Vitalist, often organic, aiming at an ecological aesthetic and an economy of the means and materials of production, circular and involutionary, confining to self-sufficiency, the work of Alberto Scodro aspires to transcend and even generate its own creative matter.
It is also a work that tells about flow and circulation, transformation and mutation. Oscillating between hubris and modesty, it unfolds by engaging a dialectic between the different tensions it generates or allows us to see: between the organic and the mineral, the industrial and the artifact, the vertical and the horizontal, control and surrender...
All these elements are found in the installation specifically designed for the site of L’Escaut Architectures, cooperative of architects founded by Olivier Bastin in 1989.

Alberto Scodro responded to L’Escaut’s invitation to conceive a work for their site with a radical proposal: to completely divert the circuit from the circulation of central heating, transforming the building - the time of an exhibition – similarly to a gigantic architectural coffee machine acting both, metaphorically and efficiently, on a series of pre-baked plates made out of melted sand and mineral. This proposal was made, intuition or premonitory coincidence, before learning about that at the time L’Escaut had been transformed into a warehouse to store coffee...
His intervention brings the entire building into a vertical tension, apprehending it as a living organism from which it would divert the vital fluid and redirect it towards a new production, generating a new experience.
Contrasting with the horizontality of the ground floor display, this vertical hijacking transforming the former hoist of the warehouse into a "sculptural shower" finds an acoustic counterpoint in the air vent located at the back of the building which Scodro uses as a vector for broadcasting recordings made on site, referring to the circulation of the users of the site.
On the first floor, the forest of radiators translated in order to prepare for the drop in percolation responds to the upward momentum suggested by the ginkgos bilobas, the trees that Scodro cultivates in his country, and which have been carefully potted in patched terracotta vases previously used to melt the sculptures displayed on the ground floor.

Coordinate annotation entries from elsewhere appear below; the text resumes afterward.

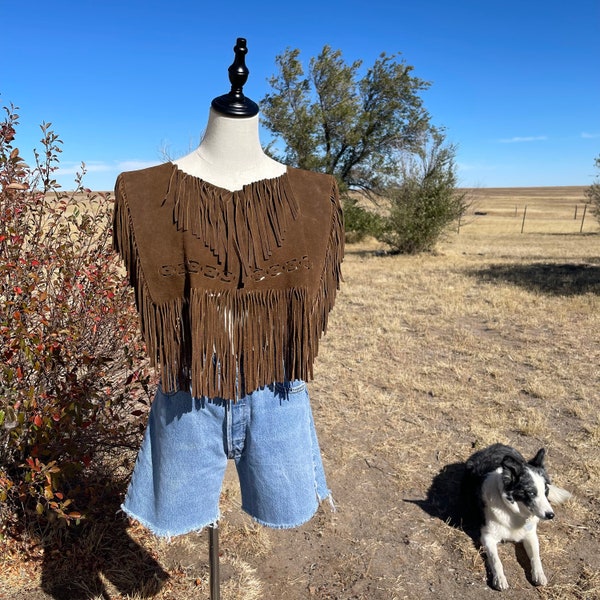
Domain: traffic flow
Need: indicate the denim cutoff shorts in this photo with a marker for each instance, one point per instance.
(270, 433)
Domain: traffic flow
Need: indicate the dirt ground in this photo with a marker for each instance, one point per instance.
(493, 338)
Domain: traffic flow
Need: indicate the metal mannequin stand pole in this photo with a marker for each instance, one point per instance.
(213, 555)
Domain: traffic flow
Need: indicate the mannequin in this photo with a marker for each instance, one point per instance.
(230, 155)
(235, 260)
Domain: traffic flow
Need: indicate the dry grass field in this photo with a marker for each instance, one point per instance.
(494, 337)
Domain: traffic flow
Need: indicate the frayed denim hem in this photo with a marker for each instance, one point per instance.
(328, 497)
(167, 533)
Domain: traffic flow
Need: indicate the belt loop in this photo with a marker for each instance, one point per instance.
(229, 427)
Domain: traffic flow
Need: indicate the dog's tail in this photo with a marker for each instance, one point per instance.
(557, 495)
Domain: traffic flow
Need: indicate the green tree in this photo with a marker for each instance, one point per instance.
(336, 121)
(593, 192)
(370, 129)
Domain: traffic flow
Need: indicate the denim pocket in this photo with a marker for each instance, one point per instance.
(290, 387)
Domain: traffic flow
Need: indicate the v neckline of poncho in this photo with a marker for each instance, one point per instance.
(223, 191)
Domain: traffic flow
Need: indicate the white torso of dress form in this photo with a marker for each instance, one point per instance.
(230, 155)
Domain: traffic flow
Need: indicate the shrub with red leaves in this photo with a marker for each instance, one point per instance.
(70, 356)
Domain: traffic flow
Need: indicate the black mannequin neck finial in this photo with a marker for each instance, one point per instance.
(235, 104)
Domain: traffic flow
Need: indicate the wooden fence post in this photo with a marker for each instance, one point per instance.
(583, 217)
(524, 215)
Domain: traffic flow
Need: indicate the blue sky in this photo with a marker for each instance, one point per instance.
(516, 84)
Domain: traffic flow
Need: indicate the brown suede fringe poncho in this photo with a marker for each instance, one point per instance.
(233, 288)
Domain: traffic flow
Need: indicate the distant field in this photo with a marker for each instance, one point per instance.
(546, 209)
(494, 337)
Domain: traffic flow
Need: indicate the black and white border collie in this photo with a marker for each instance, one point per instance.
(512, 496)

One of these ginkgos, prehistoric tree also known for its qualities of vasodilator/fluidifier of blood circulation, is planted in the middle of the courtyard and will remain at L’Escaut where it will quietly pursue its growth.

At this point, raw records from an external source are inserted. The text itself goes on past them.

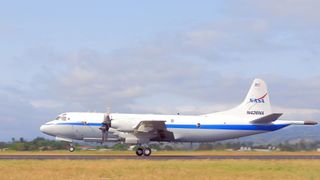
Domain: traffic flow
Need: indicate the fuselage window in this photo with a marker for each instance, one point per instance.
(62, 117)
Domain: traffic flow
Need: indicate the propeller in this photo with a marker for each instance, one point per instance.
(105, 125)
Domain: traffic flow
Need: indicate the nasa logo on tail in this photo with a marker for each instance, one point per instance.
(258, 100)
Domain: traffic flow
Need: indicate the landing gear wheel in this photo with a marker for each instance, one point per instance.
(72, 148)
(147, 151)
(139, 151)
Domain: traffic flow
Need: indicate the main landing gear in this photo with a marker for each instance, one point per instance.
(146, 151)
(71, 148)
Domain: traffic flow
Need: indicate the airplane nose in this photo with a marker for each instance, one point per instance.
(42, 128)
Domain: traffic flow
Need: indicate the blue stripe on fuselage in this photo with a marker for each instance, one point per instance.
(272, 127)
(253, 127)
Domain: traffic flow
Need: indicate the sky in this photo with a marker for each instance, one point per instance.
(192, 57)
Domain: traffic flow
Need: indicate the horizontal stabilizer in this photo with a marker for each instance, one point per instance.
(267, 119)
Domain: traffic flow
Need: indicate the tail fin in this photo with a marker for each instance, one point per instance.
(256, 104)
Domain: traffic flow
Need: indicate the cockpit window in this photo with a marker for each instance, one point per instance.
(62, 117)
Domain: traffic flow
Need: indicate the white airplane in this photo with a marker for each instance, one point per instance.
(252, 116)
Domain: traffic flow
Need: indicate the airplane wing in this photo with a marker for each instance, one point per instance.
(156, 130)
(267, 119)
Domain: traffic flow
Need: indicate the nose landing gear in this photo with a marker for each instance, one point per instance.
(146, 151)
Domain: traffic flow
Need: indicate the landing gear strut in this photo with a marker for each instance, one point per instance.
(71, 148)
(146, 151)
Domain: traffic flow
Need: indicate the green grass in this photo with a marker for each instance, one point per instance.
(152, 169)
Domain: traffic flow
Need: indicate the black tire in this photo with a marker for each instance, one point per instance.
(147, 151)
(71, 148)
(139, 151)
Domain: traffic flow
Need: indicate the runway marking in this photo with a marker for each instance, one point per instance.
(158, 157)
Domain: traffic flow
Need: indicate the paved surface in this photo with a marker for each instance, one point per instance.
(158, 157)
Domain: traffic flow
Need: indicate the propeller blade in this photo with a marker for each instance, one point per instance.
(105, 127)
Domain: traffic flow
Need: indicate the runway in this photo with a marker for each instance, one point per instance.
(158, 157)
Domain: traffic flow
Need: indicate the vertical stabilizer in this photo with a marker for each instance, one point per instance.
(256, 103)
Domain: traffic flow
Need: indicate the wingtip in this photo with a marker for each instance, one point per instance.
(310, 122)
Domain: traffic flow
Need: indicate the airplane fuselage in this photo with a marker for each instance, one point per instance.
(85, 126)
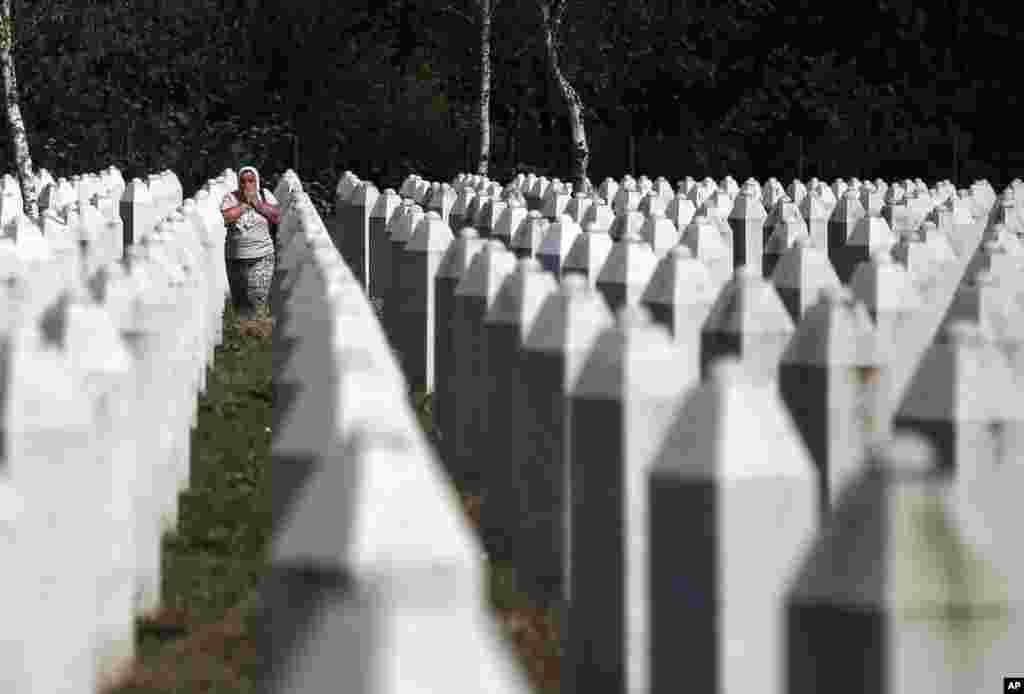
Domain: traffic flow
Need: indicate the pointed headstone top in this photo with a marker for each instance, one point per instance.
(906, 456)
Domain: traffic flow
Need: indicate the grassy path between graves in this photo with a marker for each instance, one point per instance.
(531, 631)
(203, 641)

A final note about these sculptural fusions which resort to a variety of raw materials, from more or less recognizable mundane objects or waste from our industrial societies to semi-precious ores, to which Scodro gives a new life and new radiance.

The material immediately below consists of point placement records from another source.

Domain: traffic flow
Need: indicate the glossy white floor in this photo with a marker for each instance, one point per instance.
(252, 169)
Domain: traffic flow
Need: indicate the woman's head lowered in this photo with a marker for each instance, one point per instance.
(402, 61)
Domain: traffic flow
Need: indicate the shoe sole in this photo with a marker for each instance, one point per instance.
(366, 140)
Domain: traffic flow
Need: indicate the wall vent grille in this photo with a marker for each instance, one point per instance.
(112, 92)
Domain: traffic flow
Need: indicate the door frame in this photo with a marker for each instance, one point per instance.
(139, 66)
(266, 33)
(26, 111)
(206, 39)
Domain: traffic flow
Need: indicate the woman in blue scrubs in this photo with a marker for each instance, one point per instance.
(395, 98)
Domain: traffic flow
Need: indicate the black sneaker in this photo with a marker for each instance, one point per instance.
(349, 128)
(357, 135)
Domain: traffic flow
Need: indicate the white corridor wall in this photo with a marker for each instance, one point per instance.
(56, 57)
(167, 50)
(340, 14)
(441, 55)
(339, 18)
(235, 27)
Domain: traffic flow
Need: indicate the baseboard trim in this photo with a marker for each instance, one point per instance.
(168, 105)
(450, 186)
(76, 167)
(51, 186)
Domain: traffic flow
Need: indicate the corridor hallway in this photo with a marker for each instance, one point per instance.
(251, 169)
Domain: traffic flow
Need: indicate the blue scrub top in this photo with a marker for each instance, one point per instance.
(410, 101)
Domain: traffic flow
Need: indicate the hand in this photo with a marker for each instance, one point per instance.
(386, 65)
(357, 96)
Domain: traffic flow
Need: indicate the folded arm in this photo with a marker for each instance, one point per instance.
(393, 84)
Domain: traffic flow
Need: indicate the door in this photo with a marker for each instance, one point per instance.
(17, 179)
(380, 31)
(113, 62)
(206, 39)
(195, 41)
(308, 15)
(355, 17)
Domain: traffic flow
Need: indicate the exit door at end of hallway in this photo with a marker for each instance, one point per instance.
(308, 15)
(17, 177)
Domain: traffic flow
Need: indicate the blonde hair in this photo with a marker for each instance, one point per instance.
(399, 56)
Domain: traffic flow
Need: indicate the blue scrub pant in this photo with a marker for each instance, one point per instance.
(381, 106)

Composites, both organic and industrial in their constituents, these fusions crystallize this dialectic aspiration which runs through the work of Scodro and structures his commitment both on an artistic and socio-political level: this belief in the possibility to assimilate, metabolize, literally and figuratively, the rejection and the precious, the rare and the innocuous, the mineral and the organic, in order to make it, beyond the intriguing aesthetic forms revealed by his sculptures, the promise of a possible future, an allegory of a planet hopefully able to reinvent itself.